Loic Serra: “La SF-26 non è la mia macchina, ma il risultato di una grande squadra”
Loic Serra commenta la performance della SF-26 e l’evoluzione della Ferrari nel campionato 2026.

Loic Serra, direttore tecnico della Ferrari, ha espresso una posizione di equilibrio e realismo durante un’intervista a Autosprint, in cui ha sottolineato la complessità del lavoro in Formula 1 e la necessità di rimanere concentrati sul futuro. La SF-26, la monoposto della Scuderia, non è considerata “la sua” macchina, ma il frutto del lavoro di una squadra di professionisti. Serra ha riconosciuto i progressi fatti, ma ha anche sottolineato che la soddisfazione non è mai completa, poiché il campionato è in corso e le squadre si evolvono costantemente.
Un progetto iniziato da zero
Loic Serra ha spiegato che la SF-26 rappresenta un progetto iniziato da zero, completamente nuovo e adattato alle nuove regole. Non è stato un semplice aggiornamento di un concetto già esistente, ma un lavoro di base che ha richiesto un impegno totale. “Non è come sviluppare un concetto da un anno all’altro, ma è stato, a 360°, un progetto iniziato da zero”, ha detto Serra. Questo approccio ha richiesto una collaborazione tra diverse figure tecniche, tra cui l’ex ingegnere Mercedes esperto di sospensioni e gomme, che ha anche assunto il ruolo di direttore tecnico del team di Maranello.
La dinamica del campionato e i tempi degli aggiornamenti sono un fattore cruciale per la competitività. Serra ha sottolineato che le squadre progrediscono a step, portando i loro aggiornamenti a fasi diverse. Questo processo non è sincronizzato, e quindi chi è avanti oggi può fare un passo indietro non appena gli altri aggiornano la loro macchina. “Quando una macchina porta sviluppi, di solito fa un passo avanti rispetto alle dirette concorrenti”, ha spiegato. “Per questo motivo penso che solo a fine campionato potremo avere un riferimento e darci un voto”.
La squadra ha visto un miglioramento a Barcellona, ma in Austria non è stata la stessa cosa, poiché anche gli altri team hanno fatto progressi. “A Barcellona siamo andati bene, ma in Austria non è stata la stessa cosa perché intanto anche gli altri sono cresciuti”, ha detto Serra. Questo ha reso evidente la natura competitiva del campionato e la necessità di rimanere sempre attenti e pronti a sviluppare nuovi aggiornamenti.

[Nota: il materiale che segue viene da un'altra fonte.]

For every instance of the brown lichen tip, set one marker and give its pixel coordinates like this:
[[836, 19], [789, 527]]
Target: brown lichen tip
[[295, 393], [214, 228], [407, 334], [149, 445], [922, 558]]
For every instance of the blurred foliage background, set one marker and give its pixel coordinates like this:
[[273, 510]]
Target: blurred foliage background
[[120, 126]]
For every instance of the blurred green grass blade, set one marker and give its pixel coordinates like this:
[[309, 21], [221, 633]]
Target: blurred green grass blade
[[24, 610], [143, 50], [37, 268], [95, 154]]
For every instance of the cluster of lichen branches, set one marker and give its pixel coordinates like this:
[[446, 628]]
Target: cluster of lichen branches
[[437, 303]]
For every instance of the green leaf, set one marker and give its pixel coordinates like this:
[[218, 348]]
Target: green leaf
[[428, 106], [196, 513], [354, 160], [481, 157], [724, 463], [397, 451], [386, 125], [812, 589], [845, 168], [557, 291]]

Un lavoro di squadra e la ricerca del miglioramento
Loic Serra ha riconosciuto il valore del lavoro di squadra e ha sottolineato che la SF-26 è il risultato di tante professionalità. “È piuttosto il risultato del lavoro di una grande squadra fatta di tante professionalità”, ha detto. Questo approccio ha permesso di creare una macchina che, sebbene non sia considerata “mia”, ha rappresentato un passo avanti per la Ferrari. Non possiamo essere mai completamente contenti, dobbiamo sempre cercare di andare oltre, di spingerci più avanti. Serra ha espresso la sua convinzione che la squadra dovrà continuare a cercare miglioramenti, poiché “non possiamo essere mai completamente contenti, dobbiamo sempre cercare di andare oltre, di spingerci più avanti”.

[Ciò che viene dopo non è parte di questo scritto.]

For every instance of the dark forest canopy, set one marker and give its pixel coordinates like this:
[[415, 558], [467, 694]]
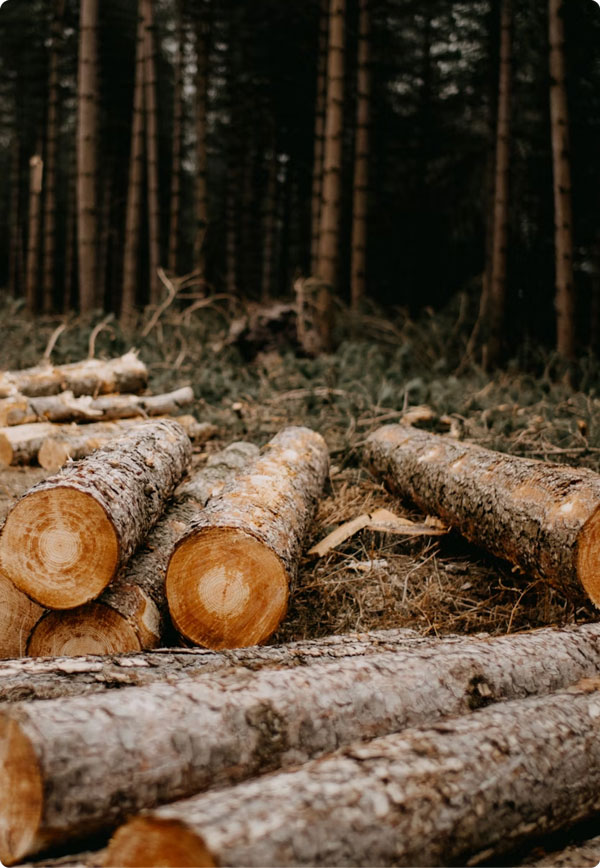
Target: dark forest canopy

La SF-26 non è la “mia” macchina, ma il risultato del lavoro di una squadra che ha dimostrato capacità e coesione. Serra ha voluto sottolineare che il successo non è mai un traguardo definitivo, ma un punto di partenza per ulteriori progressi. La stagione è ancora lunga e la Ferrari dovrà continuare a sviluppare la sua monoposto, cercando di migliorare costantemente e rimanere competitiva nel campionato 2026.